Can we have a variation that is something like: you have read even a modest amount on it? I'm not a philosopher, and my philosophical knowledge amounts to having taken 3 courses in undergrad (as electives while getting a CS degree), one in grad school (same), and reading a scattered set of books and blogs that interest me. I wouldn't consider myself qualified to opine on Philosophy In General. Yet, this blog post seems to be by someone who knows less about philosophy than I do, yet is more confident in his opinion to give a sweeping judgment of it. That's sort of impressive, but doesn't give me a lot of confidence that I'm receiving well-informed opinions.
Actually, that seems like a logical critique in any field. If someone who clearly had read only a handful of things about quantum physics holds forth on why quantum physics is bullshit, it would be a good heuristic to assume that they probably don't know enough to make that judgment, and maybe they should learn some quantum physics first.
If you're going to condemn a whole field, I think you have to be able to demonstrate that you have a reasonably broad understanding of the field.
If somebody says they hate vegetables but their experience is limited to one attempt to eat creamed spinach in 1985, it's not a fallacy to say they don't know what they're talking about.
I know where you are going, but your example isn't particularly useful. If someone says that they hate vegetables, then they hate vegetables, regardless of whether their vegetable-eating experience is limited.
Not quite. They hate their idea of vegetables. They don't have any idea whether they actually hate actually eating actual vegetables, because they've never really done it.
Similarly, this guy is welcome to hate his impoverished notion of philosophy, but it shouldn't be mistaken for somebody actually hating philosophy.
Hate is a subjective term and describes a feeling, not an objective fact. You are correct in that the author is wrong in that scientists should ignore philosophy based on his limited and ignorant article, but you are incorrect that his feelings towards philosophy is not one of hatred.
Put it this way: I can hate that which I have never experienced. I've never been raped, but I definitely hate it!
The feeling is indeed subjective. I'm not denying the hatred. I'm saying that they misunderstand the object of their hatred, confusing their cartoon notion of vegetables with the actual world of experiences that you have eating vegetables.
The may be speaking the truth when they say "I hate vegetables", but the implication that they won't like eating them doesn't logically follow because they don't actually know.
Spend time around small children and you see this pattern all the time. "I hate it!" "You haven't tried it. Here, try this." "That's good! Can I have more?"
I have two small children of my own, so I know the behaviour :-) None of what you say negates the fact that at the point in time that the child says that they hate the thing they hate, they really do. As I say, hatred is a subjective emotion not necessarily informed by objective reason.
I'm not denying the emotion or the words. I'm just saying they're wrong about what they hate, because what they hate isn't what they're saying.

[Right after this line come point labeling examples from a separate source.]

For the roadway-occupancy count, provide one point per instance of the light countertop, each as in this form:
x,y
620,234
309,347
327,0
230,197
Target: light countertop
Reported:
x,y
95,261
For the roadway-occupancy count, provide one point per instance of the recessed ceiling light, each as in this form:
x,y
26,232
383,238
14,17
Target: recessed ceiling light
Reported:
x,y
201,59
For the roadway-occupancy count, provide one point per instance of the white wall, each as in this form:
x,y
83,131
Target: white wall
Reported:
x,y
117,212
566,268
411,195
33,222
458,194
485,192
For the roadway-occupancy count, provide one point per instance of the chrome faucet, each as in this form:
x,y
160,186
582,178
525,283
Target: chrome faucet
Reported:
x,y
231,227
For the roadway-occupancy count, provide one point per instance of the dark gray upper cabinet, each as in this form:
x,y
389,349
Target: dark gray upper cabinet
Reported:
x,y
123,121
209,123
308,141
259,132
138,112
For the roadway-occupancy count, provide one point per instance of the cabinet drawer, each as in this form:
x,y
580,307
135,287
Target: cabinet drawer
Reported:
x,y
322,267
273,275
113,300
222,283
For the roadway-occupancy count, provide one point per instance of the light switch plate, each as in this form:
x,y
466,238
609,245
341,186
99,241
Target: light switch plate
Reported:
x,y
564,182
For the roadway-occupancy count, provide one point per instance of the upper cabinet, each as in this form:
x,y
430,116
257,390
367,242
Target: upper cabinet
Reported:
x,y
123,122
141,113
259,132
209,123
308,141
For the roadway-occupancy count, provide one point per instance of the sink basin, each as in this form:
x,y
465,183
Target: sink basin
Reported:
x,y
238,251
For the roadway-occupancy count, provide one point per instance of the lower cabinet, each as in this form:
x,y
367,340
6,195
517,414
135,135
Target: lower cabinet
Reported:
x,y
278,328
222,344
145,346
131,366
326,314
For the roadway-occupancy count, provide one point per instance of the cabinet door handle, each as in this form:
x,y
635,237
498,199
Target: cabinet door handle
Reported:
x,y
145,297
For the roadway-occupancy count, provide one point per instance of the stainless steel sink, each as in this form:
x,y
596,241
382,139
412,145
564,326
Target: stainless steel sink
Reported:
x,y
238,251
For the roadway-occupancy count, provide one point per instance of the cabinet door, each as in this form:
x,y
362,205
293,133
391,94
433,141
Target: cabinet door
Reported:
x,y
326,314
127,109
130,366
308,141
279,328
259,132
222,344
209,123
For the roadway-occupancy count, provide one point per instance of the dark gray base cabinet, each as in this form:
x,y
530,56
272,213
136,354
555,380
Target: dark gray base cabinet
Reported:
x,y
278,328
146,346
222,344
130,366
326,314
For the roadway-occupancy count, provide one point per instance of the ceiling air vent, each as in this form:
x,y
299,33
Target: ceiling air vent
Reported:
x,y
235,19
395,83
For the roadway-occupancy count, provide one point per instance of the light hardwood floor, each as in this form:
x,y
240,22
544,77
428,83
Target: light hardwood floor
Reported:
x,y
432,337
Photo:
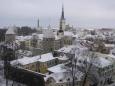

If I say I hate you and your lying ways, the hate is real whether or not you've lied. But if you've never lied, then I'm not actually hating anything real, just my false idea of a real thing. I literally don't know what I'm talking about.
And now I think we've demonstrated why people hate philosophers.
Sure, they can be wrong about that, but up till that point their feeling is that they hate them. Hatred is not necessarily a permanent state.
Incidentally, I neither bungled anything, nor am I playing word games, nor have I been "trained in philosophy". I thought most people knew that hatred is an emotion, that emotions can be based on subjective perception and that perceptions can change over time.
"I hate vegetables" doesn't mean "I am seething mad at vegetables right now." As for my other comment, it was a cheap shot but I couldn't resist. Sorry :).
Indeed, "Hatred" doesn't meaning seething mad. It means "a feeling of intense dislike; enmity"; if you "hate" vegetables it doesn't mean you are angry at them but rather at that point in time you have an intense dislike of them. Note that at a later date this can change to enmity's polar opposite, love.
The point being, is that hate is a subjective emotion, often based on perceptions that are not fully informed. To hate something you don't need to fully understand or know everything about the subject of the hatred. Witness Hitler and the Jews (I feel that this is an appropriate metaphor to allow someone to invoke Godwin's law so I can stop talking hatred towards innocent vegetables!)
The point is that to me, there is a difference between "I hate my boss" and "I hate vegetables." If I go out drinking with my boss and determine he's not that bad, I might express that as "I don't hate him anymore." If I try several new kinds of vegetables and determine that I like them, I wouldn't say "I no longer hate them" but rather "I was wrong - there are some I like."
This is because "I hate vegetables" doesn't mean I'm feeling something in the same way "I hate my boss" does. Again, what it really means is "if I eat a vegetable, I will not enjoy it."
The argument is that science largely ignores philosophy. He almost solely quotes postmoderism for his argument (though he does mention Popper). Yet philosophy is so much large than just postmodernism. Ergo, solely judging philosophy from the tenants and postulations of postmodernism is not a sound argument.